Comics is a great medium to get a lot of stories out.
Anyone can write a story based on the kind of horror where you see a guy in car and then there's the bad guy in the back seat. It's infantile to rely on that for telling a story. That's like going to bed and thinking there's a monster under your bed. It's silly.
When you're drawing comics, you get very involved in how the story is going to develop and you spend more time daydreaming on that particular subject.
I live in a very small town and now that I've closed down my studio, I'm working at home.
I keep very weird hours. I never know when I'm going to get an idea.
I don't enjoy the boo scare when you're watching a movie and then suddenly there's a big shark on the screen. The only thing they're doing is catching you off guard.
When I'm drawing a bottle or a town or a market, I transport myself there. So I start drawing everything that I'm looking at while I'm there. Here's a guy selling the meat, and he will have a hook, and you start adding things, and it's a lot of fun.
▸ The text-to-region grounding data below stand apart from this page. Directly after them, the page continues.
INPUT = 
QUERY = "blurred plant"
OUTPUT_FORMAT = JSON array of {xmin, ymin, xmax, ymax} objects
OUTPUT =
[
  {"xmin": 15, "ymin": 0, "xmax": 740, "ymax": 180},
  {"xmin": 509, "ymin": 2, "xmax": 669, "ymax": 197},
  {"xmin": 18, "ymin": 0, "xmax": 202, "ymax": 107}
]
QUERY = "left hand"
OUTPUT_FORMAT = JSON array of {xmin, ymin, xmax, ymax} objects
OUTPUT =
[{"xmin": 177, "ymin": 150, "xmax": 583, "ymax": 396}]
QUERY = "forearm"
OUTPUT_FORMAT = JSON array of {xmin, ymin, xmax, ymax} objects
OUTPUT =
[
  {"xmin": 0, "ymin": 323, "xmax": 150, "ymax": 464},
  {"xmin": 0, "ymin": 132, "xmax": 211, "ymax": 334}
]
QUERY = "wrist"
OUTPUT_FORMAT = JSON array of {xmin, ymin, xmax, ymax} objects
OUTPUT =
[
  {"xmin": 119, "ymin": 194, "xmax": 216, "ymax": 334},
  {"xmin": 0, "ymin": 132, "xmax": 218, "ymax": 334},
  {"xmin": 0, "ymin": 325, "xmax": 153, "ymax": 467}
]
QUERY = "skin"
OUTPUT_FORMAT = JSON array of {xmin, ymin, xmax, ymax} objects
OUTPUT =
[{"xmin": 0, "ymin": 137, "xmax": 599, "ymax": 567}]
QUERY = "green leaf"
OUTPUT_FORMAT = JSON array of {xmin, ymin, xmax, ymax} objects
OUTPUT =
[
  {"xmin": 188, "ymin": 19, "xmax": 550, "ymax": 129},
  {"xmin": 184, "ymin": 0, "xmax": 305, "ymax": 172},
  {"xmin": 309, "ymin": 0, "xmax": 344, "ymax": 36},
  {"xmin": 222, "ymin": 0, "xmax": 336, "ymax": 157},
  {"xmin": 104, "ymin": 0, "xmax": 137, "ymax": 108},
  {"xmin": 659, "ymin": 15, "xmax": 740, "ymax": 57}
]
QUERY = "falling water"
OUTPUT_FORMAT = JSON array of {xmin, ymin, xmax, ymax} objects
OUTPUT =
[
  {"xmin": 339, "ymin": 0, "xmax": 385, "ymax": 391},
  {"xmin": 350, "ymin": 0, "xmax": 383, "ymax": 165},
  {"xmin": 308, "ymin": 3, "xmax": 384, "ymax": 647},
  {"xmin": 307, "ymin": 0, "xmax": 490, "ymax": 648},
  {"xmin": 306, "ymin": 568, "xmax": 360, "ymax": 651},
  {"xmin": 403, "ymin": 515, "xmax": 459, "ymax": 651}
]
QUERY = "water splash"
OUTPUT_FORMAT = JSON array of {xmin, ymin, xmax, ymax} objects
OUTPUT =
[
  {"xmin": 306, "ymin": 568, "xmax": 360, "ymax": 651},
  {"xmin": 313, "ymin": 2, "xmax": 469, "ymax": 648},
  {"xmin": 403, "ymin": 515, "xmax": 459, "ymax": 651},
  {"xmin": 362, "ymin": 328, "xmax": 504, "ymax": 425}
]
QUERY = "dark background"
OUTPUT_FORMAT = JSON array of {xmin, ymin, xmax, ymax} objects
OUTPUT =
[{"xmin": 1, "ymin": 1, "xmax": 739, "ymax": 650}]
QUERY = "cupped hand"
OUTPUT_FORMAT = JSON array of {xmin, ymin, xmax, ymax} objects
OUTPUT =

Freedom is not an individual effort. Yours comes only when you grant others theirs
I think that true horror is accomplished by slowly getting into your brain. The old way is much more scary.
Once you've established where you are, you go to the character and elaborate on expressions and action.
If the gag is complicated, you spend more time thinking about the way you're drawing it.
The difference between me and many young people is, I don't carry music with me. I like to think. I don't use any modern convenience to be talking to other people, because I like my time to think. I go to the garden in the morning, and this time, I'm thinking ideas, I'm not drawing, I'm thinking.
The sad events that occur in my life are the sad events that happen to everybody, with losing friends and family, but that is a natural occurrence, as natural as being born.
Fortunately, cartooning is not a job. It's something like eating or sleeping.
I have always loved horror very much. I used to write stories for DC's House of Mystery. It was one of my first jobs writing for comics, and I loved it.
Many of the American cartoonists that want to have a job and go so much for the total right without thinking, sometimes they get a slap on the face when their politician lets them down. So it goes on and on. The thing is staying in the middle and not getting committed, trying to get the best of both and do that with a sense of humor.
The Western, when I do one, will be one long, continuous story.
A comic book is the opposite of a cartoon. In a cartoon, you want to simplify the idea, so when they look at it at a glance, they get it. Boom. Simple. Direct to the point. But when you're drawing Groo, now it's a narrative, a story. You want the viewer to get involved in the story. You want him to feel like he's in the town to follow your main character. So I love to add lots and lots of things in it. Things that people will enjoy going back to and say, "Oh yeah, that's how a market must have looked in this fantasy world, with people selling meat here and dishes here. "
The Boogeyman is your conscience. The Boogeyman is the result of your own bad behavior. I love this Boogeyman.
My best sources are my travels and my collection of National Geographic.